On a scorching August day in 1966, Charles Whitman climbed to the top of the University of Texas tower with a footlocker full of rifles, ammunition, and supplies. Over the next 96 minutes, he turned the campus into a war zone—killing 14 people and wounding dozens more. He had already murdered his wife and mother the night before. By the time police finally reached him and ended the siege, the damage was done. It was one of the first mass shootings in modern American history, and it changed everything.
But perhaps not in the way people hoped.
The horror of that day prompted police departments across the country to ask themselves a pressing question: What if this happens again? They weren’t wrong to wonder. What followed, however, was not a reckoning with gun laws, mental health care, or the fragile scaffolding of masculinity. What followed was war gear.
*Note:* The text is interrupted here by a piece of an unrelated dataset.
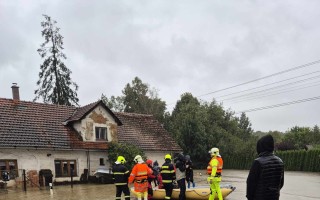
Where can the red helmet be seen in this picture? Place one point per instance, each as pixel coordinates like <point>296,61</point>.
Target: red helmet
<point>149,162</point>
The first SWAT team was formed in Los Angeles in 1967, just one year after Whitman’s rampage. The idea was simple: create a specially trained unit that could respond to high-risk situations—mass shootings, hostage crises, active threats. Tactical, targeted, and used sparingly. In theory.
But theory has a way of becoming dogma in American policing. And by the 1980s, SWAT wasn’t just a backup plan—it was a frontline tool. As the War on Drugs gained momentum, the mission shifted. Suddenly, SWAT teams were no longer waiting in the wings for the next tower sniper. They were battering down doors to serve low-level drug warrants.
By the 2000s, that drift had become routine. According to data from the ACLU, up to 80% of SWAT deployments today are used for executing search warrants—mostly for nonviolent drug offenses. In Utah, it’s 83%. In Maryland, more than 90% of SWAT deployments were for simple searches, with roughly half targeting nonviolent offenses. The kind of danger that Whitman represented? That’s only about 7% of all SWAT activity nationwide.
We were told that militarization would make us safer. But instead of neutralizing active shooters, SWAT teams are often used to raid homes in the middle of the night, throw flashbang grenades into children’s rooms, and enforce drug laws that disproportionately target poor and Black communities. It’s no coincidence that some of the most high-profile tragedies—Breonna Taylor’s death among them—involved these very tactics.
What began on a tower in Texas has rippled into neighborhoods across the country. The fear of one man with a rifle turned into a justification for thousands of men with battering rams. Instead of keeping Whitman’s horror contained, we used it to scale up the kind of policing that treats everyday homes like war zones.
This isn’t to say that tactical response units have no place. But when 3 a.m. drug raids become more common than responses to actual violent threats, something’s gone wrong. We’ve allowed a reactive logic—rooted in a single day’s terror—to shape decades of policy. And in doing so, we’ve lost the thread.
As we mark another year since the Whitman shooting, we should remember not just the lives lost, but the choices made in its aftermath. The rise of SWAT was a decision. Its expansion into routine drug policing was a decision. And continuing down this path is a decision.
It’s not too late to make a different one.